Remember RWM 2014? The presence of communities secretary Eric Pickles packed the main seminar theatre, and his lively keynote speech on household collections was a talking point for weeks. Few in the audience backed his observations but it was rare for a senior politician to be so in touch with our sector.
Since then, we have not been blessed with much engagement from ministers, either at the Department for Communities and Local Government or, more particularly, Defra.
At the junior level, continuity within Defra has stuttered because of ministers passing the baton at 12-month intervals. That Therese Coffey was retained as part of the latest minor reshuffle is to be welcomed because few of her predecessors in recent years have had any real chance to get to grips with the role.
As secretaries of state for Defra, Liz Truss and Andrea Leadsom have come and gone. But the appointment of Michael Gove has at least piqued the interest of the ‘waste media’ because one thing is for certain: his residency will not be a quiet one. It is to be hoped that he takes up the offer from the Trade Association Group, representing leading organisations, for a meeting.
There are several key issues currently facing the waste industry: engagement with resource efficiency, how Brexit will affect the adoption of EU-driven environmental regulations and how ministers react to the impending arrival of circular economy measures. Waiting in the wings is Defra’s 25-year plan, which is buried so deep in the long grass that even publication of the framework document is at least six months late.
Gove’s appointment to environment – a sector in which research, analysis and data are key – prompted some to revisit his “experts” quote made during the referendum campaign. It has too frequently been paraphrased to suggest a disregard for specialist knowledge. He actually said: “I think the people in this country have had enough of experts from organisations with acronyms saying that they know what is best and getting it consistently wrong.”
I took it to be a politician’s escape during a campaign when he was facing a list of reputable bodies challenging the economics of his Brexit view.
On top if that, the appalling Grenfell Tower fire is having far-reaching consequences across British life. Among the many issues raised, can ministers sustain a dismissive attitude to red tape that the new de facto deputy PM Damien Green has described as “slightly jeering”? Could Gove ever be so publicly dismissive of experts again? He has also been a long-term campaigner on the “threat” of red tape to businesses.
Of all Whitehall departments, Defra is proud of being one where data-backed analysis is important, even when ministers have not always embraced their officials’ guidance (think of Owen Patterson in 2013 arguing that badgers had “moved the goalposts”).
Gove’s appointment by Theresa May has been criticised within the environmental lobby but some speeches have been relatively encouraging. And his work in the education and justice departments suggests that he applies himself with intellectual rigour.
Although his anti-EU stance indicates an unwillingness to sign the UK up to the circular economy package, we must hope that Gove accepts the tenets of sustainability which encourage recycling and a drive up the waste hierarchy. His reputation for seeking new ways of doing things might well work in the sector’s favour, especially if he sees that Wales and Scotland are forging ahead on sustainability.
Another potential bonus from the lack of change in Whitehall is that the Business, Energy and Industrial Strategy department has all the main players back in place. Hopefully, that will mean no additional obstacles as it develops a vital strategy for UK infrastructure.
But whichever politicians are in power at this time, the Government’s future is very uncertain and we could well have a Tory leadership battle and/ or a general election. In both outcomes, I would not expect Gove to remain at Defra anyway.
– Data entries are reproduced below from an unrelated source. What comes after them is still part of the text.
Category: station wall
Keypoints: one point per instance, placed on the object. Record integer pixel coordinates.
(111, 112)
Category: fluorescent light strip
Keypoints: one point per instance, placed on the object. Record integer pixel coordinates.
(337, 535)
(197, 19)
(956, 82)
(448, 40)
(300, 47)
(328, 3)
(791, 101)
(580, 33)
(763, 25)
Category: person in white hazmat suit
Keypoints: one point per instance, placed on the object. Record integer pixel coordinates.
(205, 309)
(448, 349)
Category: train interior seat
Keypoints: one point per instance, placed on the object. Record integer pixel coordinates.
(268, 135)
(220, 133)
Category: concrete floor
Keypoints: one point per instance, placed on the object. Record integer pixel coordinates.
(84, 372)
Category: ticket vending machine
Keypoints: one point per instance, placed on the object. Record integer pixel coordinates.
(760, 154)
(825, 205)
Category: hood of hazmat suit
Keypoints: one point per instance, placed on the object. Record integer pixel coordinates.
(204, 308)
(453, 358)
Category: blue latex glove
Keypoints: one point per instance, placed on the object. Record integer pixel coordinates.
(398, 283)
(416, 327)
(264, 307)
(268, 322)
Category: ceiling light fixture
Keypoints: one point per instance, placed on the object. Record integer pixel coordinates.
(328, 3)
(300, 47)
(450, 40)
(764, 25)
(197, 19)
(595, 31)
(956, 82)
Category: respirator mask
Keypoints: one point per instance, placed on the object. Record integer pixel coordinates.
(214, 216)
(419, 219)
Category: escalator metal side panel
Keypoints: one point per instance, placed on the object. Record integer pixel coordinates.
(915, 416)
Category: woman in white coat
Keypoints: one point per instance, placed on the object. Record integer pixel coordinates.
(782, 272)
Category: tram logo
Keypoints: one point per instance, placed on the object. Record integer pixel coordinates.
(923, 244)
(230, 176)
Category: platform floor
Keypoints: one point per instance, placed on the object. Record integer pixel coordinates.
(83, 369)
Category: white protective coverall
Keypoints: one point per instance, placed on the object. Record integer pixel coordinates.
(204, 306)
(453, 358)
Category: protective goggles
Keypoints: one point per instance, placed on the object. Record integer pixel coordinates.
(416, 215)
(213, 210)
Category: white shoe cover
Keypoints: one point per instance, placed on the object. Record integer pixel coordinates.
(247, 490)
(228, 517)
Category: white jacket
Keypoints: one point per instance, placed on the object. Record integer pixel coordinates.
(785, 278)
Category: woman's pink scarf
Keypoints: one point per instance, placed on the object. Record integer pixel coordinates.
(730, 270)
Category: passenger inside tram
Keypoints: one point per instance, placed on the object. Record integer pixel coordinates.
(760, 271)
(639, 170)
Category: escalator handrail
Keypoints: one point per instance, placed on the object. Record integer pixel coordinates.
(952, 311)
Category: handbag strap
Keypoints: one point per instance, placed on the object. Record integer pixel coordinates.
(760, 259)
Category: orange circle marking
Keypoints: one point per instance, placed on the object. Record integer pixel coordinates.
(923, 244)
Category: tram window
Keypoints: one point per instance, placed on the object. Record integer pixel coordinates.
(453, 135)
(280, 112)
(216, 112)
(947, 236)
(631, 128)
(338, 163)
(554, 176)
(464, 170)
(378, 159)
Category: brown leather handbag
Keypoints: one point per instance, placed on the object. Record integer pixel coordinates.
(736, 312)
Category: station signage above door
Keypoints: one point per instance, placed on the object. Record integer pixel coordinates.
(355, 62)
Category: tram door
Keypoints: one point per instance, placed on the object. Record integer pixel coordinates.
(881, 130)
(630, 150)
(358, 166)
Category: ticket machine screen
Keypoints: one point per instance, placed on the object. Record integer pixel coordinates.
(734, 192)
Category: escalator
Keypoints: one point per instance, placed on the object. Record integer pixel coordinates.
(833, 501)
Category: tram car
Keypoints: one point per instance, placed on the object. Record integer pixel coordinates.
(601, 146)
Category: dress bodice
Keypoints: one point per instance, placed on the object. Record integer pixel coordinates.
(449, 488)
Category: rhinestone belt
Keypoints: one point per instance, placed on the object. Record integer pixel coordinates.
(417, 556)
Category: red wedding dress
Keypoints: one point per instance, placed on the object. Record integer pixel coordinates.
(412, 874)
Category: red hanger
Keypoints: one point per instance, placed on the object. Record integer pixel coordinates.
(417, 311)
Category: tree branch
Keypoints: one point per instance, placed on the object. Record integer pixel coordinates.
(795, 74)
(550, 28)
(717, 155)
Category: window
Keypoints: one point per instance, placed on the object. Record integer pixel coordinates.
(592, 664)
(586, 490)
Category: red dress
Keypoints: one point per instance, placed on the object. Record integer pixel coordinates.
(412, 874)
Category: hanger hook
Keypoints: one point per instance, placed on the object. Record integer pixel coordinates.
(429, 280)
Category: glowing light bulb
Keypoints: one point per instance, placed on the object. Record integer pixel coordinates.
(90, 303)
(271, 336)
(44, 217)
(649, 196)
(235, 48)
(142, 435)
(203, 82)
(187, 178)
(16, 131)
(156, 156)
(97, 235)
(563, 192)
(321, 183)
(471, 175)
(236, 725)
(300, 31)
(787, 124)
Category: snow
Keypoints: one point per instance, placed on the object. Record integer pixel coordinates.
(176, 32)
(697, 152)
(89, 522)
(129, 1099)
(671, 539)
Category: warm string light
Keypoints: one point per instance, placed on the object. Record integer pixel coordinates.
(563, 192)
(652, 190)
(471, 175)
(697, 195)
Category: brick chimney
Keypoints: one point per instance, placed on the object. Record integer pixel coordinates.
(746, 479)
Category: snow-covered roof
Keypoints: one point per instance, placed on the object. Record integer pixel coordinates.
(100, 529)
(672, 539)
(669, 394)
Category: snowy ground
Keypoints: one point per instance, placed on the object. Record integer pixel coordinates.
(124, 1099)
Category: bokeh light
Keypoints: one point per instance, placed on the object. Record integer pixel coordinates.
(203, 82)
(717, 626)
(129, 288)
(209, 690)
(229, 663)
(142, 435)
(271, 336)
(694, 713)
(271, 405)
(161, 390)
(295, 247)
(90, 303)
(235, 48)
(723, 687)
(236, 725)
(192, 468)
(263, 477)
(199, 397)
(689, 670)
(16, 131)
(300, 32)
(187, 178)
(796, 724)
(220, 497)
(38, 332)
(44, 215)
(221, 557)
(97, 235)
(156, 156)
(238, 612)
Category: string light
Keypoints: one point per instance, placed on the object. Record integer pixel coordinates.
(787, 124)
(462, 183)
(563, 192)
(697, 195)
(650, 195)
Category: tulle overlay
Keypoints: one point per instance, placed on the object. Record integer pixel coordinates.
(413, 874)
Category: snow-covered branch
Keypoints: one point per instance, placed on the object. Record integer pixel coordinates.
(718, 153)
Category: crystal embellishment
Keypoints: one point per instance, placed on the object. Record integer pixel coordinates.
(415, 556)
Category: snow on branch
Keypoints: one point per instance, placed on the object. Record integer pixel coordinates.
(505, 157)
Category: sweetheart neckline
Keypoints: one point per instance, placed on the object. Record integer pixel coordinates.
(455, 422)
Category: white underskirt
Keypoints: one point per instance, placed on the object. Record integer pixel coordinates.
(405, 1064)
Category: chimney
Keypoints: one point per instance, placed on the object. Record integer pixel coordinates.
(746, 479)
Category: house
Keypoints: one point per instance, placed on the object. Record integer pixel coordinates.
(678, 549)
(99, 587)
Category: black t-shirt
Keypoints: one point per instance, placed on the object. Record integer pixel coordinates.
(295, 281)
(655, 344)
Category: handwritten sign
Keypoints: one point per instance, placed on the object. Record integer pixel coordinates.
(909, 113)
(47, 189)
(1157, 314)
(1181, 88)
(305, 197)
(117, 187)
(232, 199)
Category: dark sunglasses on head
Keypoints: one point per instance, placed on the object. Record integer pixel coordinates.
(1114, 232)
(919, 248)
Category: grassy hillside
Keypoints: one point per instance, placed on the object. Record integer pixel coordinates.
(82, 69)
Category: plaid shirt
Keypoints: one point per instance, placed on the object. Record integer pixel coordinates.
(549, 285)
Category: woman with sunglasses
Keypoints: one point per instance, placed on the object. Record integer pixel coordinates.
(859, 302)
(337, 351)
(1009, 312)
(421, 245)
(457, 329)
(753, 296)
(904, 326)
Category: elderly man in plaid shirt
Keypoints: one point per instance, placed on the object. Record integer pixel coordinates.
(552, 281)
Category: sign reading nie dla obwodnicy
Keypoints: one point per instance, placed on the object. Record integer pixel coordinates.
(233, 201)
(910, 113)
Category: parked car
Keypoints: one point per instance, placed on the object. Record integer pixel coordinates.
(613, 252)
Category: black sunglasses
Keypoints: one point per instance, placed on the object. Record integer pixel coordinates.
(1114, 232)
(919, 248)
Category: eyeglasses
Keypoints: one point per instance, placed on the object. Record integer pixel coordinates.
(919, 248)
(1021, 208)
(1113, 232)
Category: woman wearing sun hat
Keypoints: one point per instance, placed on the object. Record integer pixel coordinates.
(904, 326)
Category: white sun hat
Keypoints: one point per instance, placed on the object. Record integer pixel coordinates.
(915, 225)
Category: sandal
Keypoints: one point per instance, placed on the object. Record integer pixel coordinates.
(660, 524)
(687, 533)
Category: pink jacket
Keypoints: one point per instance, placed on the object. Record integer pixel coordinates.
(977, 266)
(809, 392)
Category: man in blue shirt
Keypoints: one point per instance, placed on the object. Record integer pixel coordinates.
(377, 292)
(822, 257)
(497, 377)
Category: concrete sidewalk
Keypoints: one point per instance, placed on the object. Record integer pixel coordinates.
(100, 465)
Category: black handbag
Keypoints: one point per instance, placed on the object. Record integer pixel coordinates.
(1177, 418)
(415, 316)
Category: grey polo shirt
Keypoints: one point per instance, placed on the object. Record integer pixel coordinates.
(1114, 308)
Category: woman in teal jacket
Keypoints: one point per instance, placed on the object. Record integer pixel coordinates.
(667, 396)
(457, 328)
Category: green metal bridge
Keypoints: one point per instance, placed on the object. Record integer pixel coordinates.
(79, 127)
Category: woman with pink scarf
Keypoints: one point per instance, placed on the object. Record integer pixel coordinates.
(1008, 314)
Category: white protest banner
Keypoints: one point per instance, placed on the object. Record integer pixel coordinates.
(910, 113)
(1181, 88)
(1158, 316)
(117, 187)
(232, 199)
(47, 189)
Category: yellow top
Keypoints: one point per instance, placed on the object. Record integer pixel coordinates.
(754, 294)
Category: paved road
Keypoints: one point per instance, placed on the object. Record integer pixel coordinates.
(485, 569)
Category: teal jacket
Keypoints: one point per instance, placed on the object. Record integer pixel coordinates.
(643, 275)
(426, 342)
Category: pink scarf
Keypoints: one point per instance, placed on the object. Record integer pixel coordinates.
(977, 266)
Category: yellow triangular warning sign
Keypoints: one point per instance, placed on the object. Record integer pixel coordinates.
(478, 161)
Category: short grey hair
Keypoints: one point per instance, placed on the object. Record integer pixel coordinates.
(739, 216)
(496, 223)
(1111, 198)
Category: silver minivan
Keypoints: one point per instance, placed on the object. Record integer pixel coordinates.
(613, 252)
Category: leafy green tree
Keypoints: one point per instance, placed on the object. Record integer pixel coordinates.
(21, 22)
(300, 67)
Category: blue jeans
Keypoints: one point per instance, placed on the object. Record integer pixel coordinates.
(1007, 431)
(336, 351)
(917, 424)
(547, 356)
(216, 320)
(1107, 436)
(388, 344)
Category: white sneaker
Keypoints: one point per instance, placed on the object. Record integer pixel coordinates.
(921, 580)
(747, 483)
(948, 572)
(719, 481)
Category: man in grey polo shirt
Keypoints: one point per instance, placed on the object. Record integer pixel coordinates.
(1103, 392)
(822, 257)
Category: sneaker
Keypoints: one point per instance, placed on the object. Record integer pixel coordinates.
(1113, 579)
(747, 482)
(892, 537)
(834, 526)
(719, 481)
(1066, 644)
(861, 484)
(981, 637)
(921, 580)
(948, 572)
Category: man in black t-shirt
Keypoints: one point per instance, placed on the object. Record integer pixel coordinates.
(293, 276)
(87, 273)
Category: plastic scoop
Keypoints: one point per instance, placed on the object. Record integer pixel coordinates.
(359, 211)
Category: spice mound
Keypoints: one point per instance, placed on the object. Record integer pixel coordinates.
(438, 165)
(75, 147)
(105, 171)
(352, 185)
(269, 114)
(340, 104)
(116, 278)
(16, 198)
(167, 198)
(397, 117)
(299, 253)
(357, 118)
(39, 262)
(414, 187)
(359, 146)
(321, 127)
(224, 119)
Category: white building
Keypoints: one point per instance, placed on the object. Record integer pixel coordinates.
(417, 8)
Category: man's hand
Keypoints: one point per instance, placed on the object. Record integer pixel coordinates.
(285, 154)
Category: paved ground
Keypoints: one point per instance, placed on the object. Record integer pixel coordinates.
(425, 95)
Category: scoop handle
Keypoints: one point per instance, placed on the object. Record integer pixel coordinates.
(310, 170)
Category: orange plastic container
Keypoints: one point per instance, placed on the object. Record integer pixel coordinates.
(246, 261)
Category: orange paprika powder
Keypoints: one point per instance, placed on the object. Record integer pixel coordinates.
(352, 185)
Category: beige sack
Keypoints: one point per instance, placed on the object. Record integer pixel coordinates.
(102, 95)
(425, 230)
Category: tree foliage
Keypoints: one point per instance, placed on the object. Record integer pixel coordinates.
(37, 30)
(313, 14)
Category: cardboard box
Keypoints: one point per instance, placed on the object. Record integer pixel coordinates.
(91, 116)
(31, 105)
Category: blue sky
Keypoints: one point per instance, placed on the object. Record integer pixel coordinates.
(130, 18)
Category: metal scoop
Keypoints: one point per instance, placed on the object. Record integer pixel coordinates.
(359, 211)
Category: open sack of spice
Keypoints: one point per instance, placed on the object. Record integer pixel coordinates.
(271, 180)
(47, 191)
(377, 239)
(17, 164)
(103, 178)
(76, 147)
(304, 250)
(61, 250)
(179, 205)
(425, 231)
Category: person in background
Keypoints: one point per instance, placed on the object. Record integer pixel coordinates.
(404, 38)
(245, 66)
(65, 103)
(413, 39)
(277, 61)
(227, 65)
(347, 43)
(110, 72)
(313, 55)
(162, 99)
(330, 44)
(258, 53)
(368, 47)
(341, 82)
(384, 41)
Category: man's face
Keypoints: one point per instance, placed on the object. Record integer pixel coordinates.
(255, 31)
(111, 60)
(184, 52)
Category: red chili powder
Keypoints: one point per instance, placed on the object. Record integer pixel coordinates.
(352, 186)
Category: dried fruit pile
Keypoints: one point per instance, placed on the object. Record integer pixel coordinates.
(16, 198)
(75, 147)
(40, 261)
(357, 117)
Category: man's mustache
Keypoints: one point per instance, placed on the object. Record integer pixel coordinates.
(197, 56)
Q&A with Michael Gove at the Conservative Environment Network launch, March 2014
“It seems to me unarguable that Man has an impact on the climate. It seems to me unarguable that climate change can have a devastating and damaging impact on societies and economies that are even less developed.
“And therefore it seems to me unarguable that we should seek first to lessen the impact that Man might have on the climate and, secondly, invest appropriately in measures to mitigate and protect individuals and societies from the impact of climate change.”
Who’s who in the new Government
BEIS: secretary of state – Greg Clark
DCLG: secretary of state – Sajid Javid
Defra: secretary of state – Michael Gove
Ministers – Therese Coffey, George Eustice and Lord Gardiner
A previous resource minister Dan Rogerson failed to return to Parliament in his former constituency, North Cornwall. Rogerson, a Liberal Democrat, came second as sitting MP Scott Mann held his seat with a slightly increased majority.